Alanna Strong, Kevin Patel, Daniel J Rader
PMCID: PMC4565516  NIHMSID: NIHMS637937  PMID: 25101658

Abstract

Purpose of review

Genome wide associations studies (GWAS) have been used as an unbiased tool to identify novel genes that contribute to variations in LDL-C levels in the hopes of uncovering new biology and new therapeutic targets for the treatment of atherosclerotic cardiovascular disease (ASCVD). The locus identified by GWAS with the strongest association with LDL-C and ASCVD is the 1p13 SORT1 locus. Here we review the identification and characterization of this locus, the initial physiological studies describing the role of SORT1 in lipoprotein metabolism, and recent work that has begun to sort out the complexity of this role.

Recent findings

Studies by several groups support an important role for sortilin in lipoprotein metabolism; however, the directionality of the effect of sortilin on plasma cholesterol and its role in the secretion of hepatic lipoproteins remains controversial. Studies by several groups support a role for sortilin in inhibiting lipoprotein export whereas other studies suggest that sortilin facilitates lipoprotein export.

Summary

Understanding the mechanism by which sortilin affects LDL-C will increase our understanding of the regulation of lipoprotein metabolism and hepatic lipoprotein export and may also allow us to harness the power of the 1p13 SORT1 locus for the treatment of ASCVD.

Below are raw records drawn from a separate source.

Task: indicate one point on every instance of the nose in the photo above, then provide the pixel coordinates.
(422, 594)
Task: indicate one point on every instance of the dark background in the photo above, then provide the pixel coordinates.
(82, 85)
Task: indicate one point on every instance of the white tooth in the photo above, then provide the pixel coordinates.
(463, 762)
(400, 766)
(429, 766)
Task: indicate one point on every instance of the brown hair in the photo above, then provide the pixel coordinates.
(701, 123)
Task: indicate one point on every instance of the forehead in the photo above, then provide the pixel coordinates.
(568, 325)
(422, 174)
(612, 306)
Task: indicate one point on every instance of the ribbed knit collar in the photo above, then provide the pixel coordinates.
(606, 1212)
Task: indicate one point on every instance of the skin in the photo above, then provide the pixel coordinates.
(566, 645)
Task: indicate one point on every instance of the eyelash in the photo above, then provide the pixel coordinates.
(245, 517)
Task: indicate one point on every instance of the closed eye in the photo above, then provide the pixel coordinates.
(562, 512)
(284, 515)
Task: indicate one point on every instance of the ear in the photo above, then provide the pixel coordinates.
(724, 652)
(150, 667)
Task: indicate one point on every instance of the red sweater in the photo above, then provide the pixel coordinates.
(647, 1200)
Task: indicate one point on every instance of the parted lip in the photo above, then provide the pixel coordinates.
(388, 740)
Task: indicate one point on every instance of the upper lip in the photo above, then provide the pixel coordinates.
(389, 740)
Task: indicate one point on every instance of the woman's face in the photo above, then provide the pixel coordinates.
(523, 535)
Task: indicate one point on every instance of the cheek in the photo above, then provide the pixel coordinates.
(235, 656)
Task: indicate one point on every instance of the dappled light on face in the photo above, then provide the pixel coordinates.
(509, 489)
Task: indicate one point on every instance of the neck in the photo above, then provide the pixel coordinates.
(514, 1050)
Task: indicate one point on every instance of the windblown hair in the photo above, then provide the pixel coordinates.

Keywords: Sort1, genome wide association study, atherosclerotic cardiovascular disease, low-density lipoprotein cholesterol, lipid metabolism

Introduction

Atherosclerotic cardiovascular disease (ASCVD) and its sequela of myocardial infarction (MI) is the leading cause of morbidity and mortality in the developed world[1]. The lifetime risk of developing ASCVD is strongly influenced by environmental factors including smoking, alcohol consumption, obesity, and sedentary lifestyle and also by medical risk factors such as diabetes, hypertension, decreased high density lipoprotein cholesterol (HDL-C) and increased levels of low-density lipoprotein cholesterol (LDL-C). LDL-C is intimately involved in each stage of atherosclerotic lesion development; LDL in plasma can be modified and taken up by macrophages, leading to macrophage engorgement and foam cell formation, cytokine release, vascular smooth muscle cell proliferation, and atherosclerotic plaque formation[2].

ASCVD is highly heritable due to the strong influence of genetics on LDL-C and other cardiovascular risk factors as well as directly on the atherosclerotic process. Some of the most dramatic examples of the heritability of LDL-C levels and ASCVD risk come from the study of rare Mendelian disorders of hypercholesterolemia including autosomal dominant hypercholesterolemia, which is caused by mutations in LDLR, PCSK9, and APOB, autosomal recessive hypercholesterolemia, which is caused by loss of function mutations in LDLRAP1, and sitosterolemia, which is caused by mutations in ABCG5 or ABCG8. All of these disorders are characterized by markedly increased levels of LDL-C and premature ASCVD development[3].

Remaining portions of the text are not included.